Stigma
Vorsätze für ein besseres Leben. Wenn er das hier überstehen sollte (und zum ersten Mal zweifelte er ernsthaft daran), schwor er sich, dann würde er sich nie wieder in den Vordergrund spielen, würde nie wieder der Versuchung nachgeben. Er war kein Held, denn Helden wussten immer einen Ausweg. Aber das hier war kein Film, und er war nicht Steve McQueen. Er war nur Tom Kessler, der Musterschüler. Tom, der einfache Junge, der sich gerne Geschichten ausdachte. Tom, der Todesängste ausstand! Und dieser Tom würde sich nie wieder über seine Schwester beklagen oder seiner Mutter widersprechen. Er würde sich nie wieder über Chris’ dumme Sprüche ärgern. Das alles erschien ihm plötzlich viel zu kostbar, zu einzigartig. Doch ihm war auch klar, dass diese Einsichten ihn nicht retten konnten. Und es würde auch niemand kommen, um ihn zu befreien. Jedenfalls nicht rechtzeitig. Dieser Alptraum würde weitergehen, ganz gleich, wie sehr er sich läuterte. Der Wahnsinn folgte seinen eigenen Grundsätzen.

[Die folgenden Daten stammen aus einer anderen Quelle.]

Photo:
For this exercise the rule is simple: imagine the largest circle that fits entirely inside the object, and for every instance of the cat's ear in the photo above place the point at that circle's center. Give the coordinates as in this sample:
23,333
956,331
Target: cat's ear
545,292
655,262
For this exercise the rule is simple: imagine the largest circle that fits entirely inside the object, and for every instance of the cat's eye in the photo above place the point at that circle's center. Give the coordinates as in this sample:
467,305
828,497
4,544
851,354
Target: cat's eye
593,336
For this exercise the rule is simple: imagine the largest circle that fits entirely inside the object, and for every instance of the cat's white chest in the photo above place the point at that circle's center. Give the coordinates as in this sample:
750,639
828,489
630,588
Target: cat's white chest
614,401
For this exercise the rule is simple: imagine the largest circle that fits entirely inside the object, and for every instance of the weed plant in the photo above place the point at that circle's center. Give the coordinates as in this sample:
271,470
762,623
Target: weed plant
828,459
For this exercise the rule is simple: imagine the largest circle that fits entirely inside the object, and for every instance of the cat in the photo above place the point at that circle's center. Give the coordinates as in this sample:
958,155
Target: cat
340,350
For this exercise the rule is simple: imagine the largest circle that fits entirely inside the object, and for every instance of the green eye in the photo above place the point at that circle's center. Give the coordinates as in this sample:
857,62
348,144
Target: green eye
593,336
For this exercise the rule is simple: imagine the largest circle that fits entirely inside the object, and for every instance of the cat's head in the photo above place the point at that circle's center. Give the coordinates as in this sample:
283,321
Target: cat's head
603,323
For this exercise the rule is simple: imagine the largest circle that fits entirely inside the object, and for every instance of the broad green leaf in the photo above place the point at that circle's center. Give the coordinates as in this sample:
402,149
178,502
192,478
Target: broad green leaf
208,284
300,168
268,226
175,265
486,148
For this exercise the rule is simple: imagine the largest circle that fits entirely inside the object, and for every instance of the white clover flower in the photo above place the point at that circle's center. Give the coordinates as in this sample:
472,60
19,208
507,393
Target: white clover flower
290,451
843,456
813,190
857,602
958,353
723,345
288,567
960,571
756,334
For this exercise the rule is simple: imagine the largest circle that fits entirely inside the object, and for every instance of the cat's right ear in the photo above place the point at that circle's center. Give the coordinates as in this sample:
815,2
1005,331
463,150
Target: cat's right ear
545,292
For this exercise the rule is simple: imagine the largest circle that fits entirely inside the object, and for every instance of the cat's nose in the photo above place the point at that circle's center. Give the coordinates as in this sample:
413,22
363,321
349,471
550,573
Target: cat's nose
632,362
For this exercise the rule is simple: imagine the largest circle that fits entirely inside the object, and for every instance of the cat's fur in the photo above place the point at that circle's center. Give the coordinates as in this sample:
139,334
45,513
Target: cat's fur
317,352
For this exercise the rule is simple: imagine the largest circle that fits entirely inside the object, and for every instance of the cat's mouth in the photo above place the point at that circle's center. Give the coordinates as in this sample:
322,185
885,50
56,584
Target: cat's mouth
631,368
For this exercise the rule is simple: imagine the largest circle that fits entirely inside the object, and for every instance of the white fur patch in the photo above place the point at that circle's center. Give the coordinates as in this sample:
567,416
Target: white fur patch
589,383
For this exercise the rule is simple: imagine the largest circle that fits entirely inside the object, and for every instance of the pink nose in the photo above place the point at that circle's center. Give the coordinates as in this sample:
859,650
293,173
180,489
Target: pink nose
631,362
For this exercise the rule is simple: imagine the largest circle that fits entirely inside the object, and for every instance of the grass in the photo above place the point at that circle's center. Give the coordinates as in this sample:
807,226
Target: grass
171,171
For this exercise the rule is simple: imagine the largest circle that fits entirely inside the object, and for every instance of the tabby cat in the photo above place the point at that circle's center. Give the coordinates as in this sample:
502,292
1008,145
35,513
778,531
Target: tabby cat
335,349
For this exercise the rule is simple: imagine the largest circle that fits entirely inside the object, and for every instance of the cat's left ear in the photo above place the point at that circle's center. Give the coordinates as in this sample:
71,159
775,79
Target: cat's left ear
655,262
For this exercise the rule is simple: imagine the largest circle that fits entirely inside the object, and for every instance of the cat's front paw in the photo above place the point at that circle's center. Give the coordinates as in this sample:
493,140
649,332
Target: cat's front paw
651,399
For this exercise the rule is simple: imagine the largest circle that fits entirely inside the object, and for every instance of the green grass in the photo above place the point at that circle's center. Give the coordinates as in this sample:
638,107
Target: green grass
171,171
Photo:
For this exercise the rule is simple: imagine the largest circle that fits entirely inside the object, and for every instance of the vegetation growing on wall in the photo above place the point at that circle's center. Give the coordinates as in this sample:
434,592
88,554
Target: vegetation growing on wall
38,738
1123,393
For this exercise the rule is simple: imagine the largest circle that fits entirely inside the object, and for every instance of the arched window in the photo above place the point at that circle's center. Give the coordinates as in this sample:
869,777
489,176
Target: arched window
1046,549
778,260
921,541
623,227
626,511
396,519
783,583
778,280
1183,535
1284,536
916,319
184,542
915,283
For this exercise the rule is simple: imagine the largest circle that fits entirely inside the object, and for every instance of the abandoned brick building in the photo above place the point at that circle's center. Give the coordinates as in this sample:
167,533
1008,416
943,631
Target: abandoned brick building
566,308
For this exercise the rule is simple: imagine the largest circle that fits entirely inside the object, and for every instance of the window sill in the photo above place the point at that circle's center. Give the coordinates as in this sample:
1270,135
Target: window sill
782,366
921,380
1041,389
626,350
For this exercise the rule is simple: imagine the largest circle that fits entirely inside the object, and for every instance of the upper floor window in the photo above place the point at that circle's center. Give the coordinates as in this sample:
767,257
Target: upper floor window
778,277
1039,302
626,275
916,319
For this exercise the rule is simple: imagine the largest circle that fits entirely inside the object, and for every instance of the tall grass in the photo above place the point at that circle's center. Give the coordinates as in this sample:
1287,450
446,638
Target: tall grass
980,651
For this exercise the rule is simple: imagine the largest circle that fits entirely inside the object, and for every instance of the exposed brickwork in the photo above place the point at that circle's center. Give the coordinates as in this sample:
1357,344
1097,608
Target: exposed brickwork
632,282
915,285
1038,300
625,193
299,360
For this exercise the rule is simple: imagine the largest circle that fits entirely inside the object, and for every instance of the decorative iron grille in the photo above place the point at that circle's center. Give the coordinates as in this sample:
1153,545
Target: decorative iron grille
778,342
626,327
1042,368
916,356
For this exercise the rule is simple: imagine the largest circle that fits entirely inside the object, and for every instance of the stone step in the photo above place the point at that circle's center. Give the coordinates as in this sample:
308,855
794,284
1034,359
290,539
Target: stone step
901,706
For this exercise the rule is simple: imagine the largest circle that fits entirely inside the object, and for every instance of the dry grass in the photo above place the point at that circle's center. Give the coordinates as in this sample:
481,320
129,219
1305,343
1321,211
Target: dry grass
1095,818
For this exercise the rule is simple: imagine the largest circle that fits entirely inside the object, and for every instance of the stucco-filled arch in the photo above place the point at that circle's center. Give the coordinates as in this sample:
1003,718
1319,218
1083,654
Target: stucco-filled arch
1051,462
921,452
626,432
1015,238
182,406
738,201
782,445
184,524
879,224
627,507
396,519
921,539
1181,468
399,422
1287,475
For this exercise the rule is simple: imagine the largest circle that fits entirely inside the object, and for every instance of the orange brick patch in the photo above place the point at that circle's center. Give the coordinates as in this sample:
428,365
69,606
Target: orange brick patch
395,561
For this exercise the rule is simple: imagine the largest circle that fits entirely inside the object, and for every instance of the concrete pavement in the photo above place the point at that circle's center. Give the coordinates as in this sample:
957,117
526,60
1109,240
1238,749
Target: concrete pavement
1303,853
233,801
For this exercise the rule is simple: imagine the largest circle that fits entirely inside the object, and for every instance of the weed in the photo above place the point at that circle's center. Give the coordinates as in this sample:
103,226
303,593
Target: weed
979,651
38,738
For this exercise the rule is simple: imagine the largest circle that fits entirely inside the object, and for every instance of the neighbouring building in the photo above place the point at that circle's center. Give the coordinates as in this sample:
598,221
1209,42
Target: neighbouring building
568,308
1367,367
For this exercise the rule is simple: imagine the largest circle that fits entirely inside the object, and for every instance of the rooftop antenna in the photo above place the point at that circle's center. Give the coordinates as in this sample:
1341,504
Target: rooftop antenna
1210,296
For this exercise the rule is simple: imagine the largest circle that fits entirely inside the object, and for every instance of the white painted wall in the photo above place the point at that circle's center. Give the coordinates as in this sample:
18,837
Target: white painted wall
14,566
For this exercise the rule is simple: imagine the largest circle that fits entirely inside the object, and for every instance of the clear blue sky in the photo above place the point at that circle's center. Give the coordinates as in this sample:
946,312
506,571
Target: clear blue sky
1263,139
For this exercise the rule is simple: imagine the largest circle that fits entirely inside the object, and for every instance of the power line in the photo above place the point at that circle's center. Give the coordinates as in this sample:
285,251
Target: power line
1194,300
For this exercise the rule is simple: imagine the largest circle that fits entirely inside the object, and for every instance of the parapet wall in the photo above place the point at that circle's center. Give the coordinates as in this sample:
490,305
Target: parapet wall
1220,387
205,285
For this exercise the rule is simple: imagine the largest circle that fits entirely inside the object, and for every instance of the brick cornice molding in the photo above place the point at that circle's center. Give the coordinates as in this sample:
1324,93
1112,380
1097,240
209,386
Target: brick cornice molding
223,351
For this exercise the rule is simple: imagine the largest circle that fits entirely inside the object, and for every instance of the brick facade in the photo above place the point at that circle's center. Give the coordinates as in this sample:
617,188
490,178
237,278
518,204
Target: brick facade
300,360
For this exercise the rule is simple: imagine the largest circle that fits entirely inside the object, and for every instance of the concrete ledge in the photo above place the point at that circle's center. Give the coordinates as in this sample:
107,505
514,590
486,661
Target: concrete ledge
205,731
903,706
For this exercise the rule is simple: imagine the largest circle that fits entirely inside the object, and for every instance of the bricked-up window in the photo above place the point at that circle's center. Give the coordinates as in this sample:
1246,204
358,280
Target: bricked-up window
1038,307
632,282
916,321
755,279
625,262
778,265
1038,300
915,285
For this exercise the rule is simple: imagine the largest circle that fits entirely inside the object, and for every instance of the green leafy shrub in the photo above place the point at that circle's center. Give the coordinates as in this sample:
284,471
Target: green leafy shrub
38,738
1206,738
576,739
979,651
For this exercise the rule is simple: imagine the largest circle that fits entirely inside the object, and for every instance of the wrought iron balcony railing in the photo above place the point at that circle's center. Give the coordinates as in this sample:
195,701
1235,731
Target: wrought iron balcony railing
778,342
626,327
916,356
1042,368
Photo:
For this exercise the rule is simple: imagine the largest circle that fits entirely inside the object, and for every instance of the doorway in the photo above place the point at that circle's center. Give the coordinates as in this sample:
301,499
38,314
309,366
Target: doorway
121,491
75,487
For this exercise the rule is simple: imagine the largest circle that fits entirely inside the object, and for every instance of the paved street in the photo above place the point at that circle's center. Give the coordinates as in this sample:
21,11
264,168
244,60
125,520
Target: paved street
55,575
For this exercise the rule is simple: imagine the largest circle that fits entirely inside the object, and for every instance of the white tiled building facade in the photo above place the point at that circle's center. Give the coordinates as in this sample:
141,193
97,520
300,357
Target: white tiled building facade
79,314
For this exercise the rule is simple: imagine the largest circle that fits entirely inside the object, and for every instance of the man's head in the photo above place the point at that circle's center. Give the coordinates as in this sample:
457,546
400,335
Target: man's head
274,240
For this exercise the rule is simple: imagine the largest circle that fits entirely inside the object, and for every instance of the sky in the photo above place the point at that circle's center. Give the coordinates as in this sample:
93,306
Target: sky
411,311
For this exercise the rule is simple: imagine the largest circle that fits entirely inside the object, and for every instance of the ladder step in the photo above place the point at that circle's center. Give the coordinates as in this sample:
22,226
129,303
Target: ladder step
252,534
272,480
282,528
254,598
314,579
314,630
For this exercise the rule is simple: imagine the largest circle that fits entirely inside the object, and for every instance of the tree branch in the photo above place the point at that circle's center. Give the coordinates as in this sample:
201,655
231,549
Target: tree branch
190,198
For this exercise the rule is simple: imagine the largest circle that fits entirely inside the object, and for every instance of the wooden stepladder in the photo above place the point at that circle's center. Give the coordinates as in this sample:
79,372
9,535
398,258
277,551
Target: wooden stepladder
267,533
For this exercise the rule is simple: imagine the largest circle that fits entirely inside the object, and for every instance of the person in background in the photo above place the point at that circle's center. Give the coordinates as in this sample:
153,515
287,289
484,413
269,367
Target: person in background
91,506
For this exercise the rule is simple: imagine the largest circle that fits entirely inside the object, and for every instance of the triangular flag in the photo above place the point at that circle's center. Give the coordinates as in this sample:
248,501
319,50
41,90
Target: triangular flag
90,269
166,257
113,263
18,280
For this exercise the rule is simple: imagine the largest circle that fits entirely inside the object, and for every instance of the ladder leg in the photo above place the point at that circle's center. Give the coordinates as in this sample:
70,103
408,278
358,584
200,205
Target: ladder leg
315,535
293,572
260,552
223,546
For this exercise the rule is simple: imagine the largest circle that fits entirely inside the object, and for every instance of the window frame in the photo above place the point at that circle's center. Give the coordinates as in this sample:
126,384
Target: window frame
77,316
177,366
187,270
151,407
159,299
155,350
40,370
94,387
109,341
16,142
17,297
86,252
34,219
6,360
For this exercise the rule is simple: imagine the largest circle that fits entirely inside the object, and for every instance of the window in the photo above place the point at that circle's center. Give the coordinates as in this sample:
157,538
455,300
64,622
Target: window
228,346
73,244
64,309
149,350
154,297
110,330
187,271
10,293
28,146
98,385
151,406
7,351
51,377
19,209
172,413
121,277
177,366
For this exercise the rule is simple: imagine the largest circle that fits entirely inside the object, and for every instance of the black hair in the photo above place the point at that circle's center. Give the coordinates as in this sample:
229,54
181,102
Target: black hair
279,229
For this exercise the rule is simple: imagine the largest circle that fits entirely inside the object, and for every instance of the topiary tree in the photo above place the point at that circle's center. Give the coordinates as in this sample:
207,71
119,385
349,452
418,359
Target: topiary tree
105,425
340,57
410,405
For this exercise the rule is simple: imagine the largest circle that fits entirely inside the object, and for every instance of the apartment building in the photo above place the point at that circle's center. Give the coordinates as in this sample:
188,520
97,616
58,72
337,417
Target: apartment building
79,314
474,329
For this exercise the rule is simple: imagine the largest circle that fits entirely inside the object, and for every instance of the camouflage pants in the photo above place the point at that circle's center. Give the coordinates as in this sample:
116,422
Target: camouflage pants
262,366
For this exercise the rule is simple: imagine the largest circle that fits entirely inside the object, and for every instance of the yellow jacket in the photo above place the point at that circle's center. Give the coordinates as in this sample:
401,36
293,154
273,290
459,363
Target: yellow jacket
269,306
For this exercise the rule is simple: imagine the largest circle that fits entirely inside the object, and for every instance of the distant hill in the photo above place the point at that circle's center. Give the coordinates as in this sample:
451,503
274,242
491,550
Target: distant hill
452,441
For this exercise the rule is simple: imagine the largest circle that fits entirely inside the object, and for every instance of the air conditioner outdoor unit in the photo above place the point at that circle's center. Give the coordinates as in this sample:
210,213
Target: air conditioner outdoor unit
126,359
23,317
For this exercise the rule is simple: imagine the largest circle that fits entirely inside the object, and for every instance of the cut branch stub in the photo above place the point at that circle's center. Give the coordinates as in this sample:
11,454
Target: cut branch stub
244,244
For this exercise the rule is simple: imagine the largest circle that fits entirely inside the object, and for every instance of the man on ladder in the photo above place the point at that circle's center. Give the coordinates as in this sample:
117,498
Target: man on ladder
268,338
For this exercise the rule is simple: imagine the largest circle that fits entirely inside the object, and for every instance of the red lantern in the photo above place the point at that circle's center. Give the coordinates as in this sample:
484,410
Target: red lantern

»Warten Sie, bitte!«, schrie er verzweifelt, als ihm klar- wurde, was ihn nun erwartete. Er spürte den warmen Urin, der seine Unterhose und die Decke zwischen seinen Beinen tränkte. Am liebsten hätte er sich auf der Stelle dafür entschuldigt, um nicht bestraft zu werden. Tränen der Angst schossen ihm in die Augen, und er brachte nur noch ein wimmerndes Flehen zustande. »Sie brauchen das nicht zu tun! Ich verspreche, ich mache alles, was Sie wollen, aber bitte tun Sie mir nicht weh!«
Über das Gesicht des Mannes hatte sich erneut dieses irre Grinsen gelegt, und Tom konnte gerade noch eine der Spinnen erkennen, die über den dicht behaarten Arm krabbelte, der ihr Zuhause zerstört hatte und der nun auf ihn niederfuhr. Dann spürte er, wie die Spitze des Gegenstandes auf sein schweißnasses Bein gepresst wurde und ein widerliches Zischen ertönte.
»Willst du mit mir spielen?«
Tom schrie, wie er noch nie zuvor geschrien hatte, als sich die glühende Spitze des Lötkolbens in das Fleisch seines Oberschenkels brannte. Der Schmerz war unerträglich, durchfuhr sein Bein mit der Wucht einer Explosion, deren Energie nicht zu versiegen schien und sich in seinem ganzen Körper ausbreitete. Wieder und wieder fuhr der Kolben auf ihn herab, brandmarkte ihn wie Vieh.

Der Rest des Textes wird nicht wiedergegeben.